An impending ice storm could bring more treachery than last month’s snowfall, emergency management officials warned Monday.
Widespread power outages and impassable roads were chief concerns as officials cautioned residents to prepare before the storm hits the Augusta area.
The National Weather Service in West Columbia, S.C. issued a winter storm warning Monday afternoon, forecasting freezing rain, sleet and significant ice accumulations. The warning is in effect from 7 p.m. Tuesday to noon Thursday.
“This is a really bizarre storm for us,” said meteorologist Mike Proud. “It’s going to take a few days to pass.”
Between .4 and .5 inches of ice are expected in Augusta, said Proud, adding that ice storms in the past several years have measured about one-tenth of an inch.
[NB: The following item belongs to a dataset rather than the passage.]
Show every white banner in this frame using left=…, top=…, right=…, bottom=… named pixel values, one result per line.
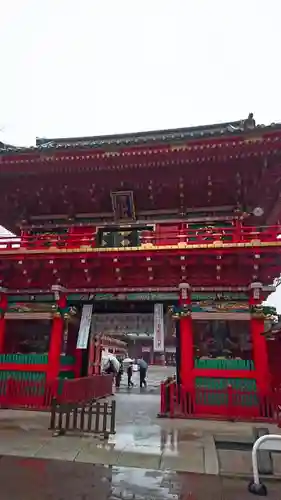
left=153, top=303, right=164, bottom=352
left=76, top=305, right=93, bottom=349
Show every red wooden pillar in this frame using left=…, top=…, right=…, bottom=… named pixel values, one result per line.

Freezing rain is expected to begin about 9 or 10 p.m. Tuesday.
“This is considerably more ice than we’ve seen,” he said. “It is something out of the ordinary.”
In Richmond and Columbia counties, emergency management teams placed salt trucks on standby and began preparations to remove fallen tree branches and report power outages if they happen.
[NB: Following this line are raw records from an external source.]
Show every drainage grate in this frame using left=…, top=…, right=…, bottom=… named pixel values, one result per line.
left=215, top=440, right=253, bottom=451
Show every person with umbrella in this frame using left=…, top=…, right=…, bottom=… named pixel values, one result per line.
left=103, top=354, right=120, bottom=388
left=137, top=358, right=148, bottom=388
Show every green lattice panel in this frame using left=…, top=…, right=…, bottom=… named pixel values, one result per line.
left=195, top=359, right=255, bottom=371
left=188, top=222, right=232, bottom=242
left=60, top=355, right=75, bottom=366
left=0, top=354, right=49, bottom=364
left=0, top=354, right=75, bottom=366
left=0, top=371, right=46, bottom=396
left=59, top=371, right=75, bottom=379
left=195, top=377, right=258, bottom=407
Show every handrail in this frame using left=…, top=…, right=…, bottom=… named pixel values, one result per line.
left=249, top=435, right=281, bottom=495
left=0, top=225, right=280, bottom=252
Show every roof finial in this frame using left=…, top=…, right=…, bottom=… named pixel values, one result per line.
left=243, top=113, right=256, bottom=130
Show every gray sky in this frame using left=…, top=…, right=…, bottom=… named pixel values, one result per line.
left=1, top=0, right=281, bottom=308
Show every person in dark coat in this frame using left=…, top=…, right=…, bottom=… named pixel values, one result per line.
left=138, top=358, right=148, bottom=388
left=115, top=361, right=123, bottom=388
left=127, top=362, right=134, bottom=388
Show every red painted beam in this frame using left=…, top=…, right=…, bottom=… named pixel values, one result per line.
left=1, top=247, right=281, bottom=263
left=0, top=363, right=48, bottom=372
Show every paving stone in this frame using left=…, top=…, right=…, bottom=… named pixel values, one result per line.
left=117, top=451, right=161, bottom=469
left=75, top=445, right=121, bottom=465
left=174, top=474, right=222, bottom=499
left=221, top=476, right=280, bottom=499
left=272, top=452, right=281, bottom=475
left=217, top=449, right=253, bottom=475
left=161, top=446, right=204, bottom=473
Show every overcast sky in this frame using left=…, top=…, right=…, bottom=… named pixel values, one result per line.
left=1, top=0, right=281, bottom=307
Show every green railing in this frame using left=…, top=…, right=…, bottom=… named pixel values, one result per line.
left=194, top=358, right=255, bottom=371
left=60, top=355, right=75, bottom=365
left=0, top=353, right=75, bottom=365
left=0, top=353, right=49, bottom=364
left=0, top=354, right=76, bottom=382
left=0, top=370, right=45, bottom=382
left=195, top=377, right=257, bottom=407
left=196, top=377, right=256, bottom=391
The Richmond County Emergency Operations Center will be staffed around the clock beginning Tuesday afternoon, said Mie Lucas, the disaster preparedness coordinator. On Monday, officials reviewed emergency responses to the late January snowstorm that closed schools and offices for days.
“We just had snow two weeks ago so we are operating on best practices from that,” Lucas said.
Lucas advised residents to stay home, if possible.
Columbia County Emergency Management Director Pam Tucker said crews added two pallets of salt to stocks and replenished supplies of rocks Monday to treat roads and bridges.
Beginning Tuesday night, the temperature will hover around the freezing mark until Thursday when Augusta could begin to thaw out, Proud said. Thursday’s forecast predicts a high in the low 40s.